One thing to understand is that, as it turns out, Jan and John are perfect for one another. And they are sort of perfectionists. Which means that even if had they not yet known the other was Out There Waiting, they might not have settled for less.
Otherwise, there would seem a reasonable chance of their being some guy out there who could have asked Jan out, and who Jan would have gone out with if asked, and who she would have gotten along with well enough for them to consider themselves sufficiently in love and to have gotten married, whereupon she might now even have a mostly-different bundle of DNA growing inside her, etc., etc.. Or, for that matter, what if that girl behind the counter at King Gyro had gone out with John, and then they dated for a stormy and unsatisfactory six months that just happened to overlap with Jan's visit? Sure, if John was at the party he would have still seen Jan across the crowded room and known that she, not King Gyro Girl, was The One. However, it would seem a safe bet that King Gyro Girl would not have liked John's sociology friends and would have made her take him to Cabin Boy or some other movie that night instead.
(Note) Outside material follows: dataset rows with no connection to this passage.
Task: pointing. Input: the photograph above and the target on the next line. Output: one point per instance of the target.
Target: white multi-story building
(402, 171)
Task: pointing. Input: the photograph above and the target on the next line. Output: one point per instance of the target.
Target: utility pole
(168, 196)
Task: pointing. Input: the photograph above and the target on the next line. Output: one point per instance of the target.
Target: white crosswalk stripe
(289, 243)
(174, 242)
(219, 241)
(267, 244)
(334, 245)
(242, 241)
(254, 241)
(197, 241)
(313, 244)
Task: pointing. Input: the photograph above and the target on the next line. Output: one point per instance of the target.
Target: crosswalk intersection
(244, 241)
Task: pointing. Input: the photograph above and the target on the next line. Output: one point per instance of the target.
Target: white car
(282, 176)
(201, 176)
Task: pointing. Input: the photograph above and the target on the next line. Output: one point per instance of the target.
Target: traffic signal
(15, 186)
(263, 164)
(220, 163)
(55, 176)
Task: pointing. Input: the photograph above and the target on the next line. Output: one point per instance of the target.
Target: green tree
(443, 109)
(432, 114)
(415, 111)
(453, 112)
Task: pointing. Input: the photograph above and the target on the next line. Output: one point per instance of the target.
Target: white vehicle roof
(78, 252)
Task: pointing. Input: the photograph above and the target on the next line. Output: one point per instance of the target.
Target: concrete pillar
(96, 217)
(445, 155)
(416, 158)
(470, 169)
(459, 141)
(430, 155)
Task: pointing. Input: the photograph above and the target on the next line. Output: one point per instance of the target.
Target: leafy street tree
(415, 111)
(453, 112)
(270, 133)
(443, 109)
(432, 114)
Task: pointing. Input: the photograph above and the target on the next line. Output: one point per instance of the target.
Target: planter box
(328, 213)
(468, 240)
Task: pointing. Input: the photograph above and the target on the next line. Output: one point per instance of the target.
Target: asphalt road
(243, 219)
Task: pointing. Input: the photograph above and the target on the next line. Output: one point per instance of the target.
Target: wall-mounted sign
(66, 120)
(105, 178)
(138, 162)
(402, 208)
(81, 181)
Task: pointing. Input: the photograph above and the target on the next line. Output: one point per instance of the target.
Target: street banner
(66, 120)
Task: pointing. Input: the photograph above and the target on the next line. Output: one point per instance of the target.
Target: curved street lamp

Once Jan and John met, it may seem like nothing could have derailed them from the course has now brought Francine into being. If only genetics worked that way. Instead: change the moment of conception a few minutes forward or backward in time and it's a whole different roll of the genetic dice. For all I know, the specific being known as Francine owes her existence to a joystick malfunction prematurely ending a playoff run in Playstation NHL 2004.
Alternatively, it could all have been Fate that they were to meet and get together, and have this child, which would mean that I was but Fate's emissary. Indeed, it could have been, in fact, that this was the only purpose that Fate has for me. If so, I suppose it's good to have it out of the way, and I'm definitely not going to feel guilty anymore about the time I spend blogging.
* Actually hosted in the house of a friend who was the host of many good parties in that day--you know who you are, as does pretty much everyone else from that era of Indiana Sociology.
** Jan and John have chosen not to know their baby's sex; either way, unless I reach a new level of effectiveness in my remote mind control experiments, the baby will not be named Francine.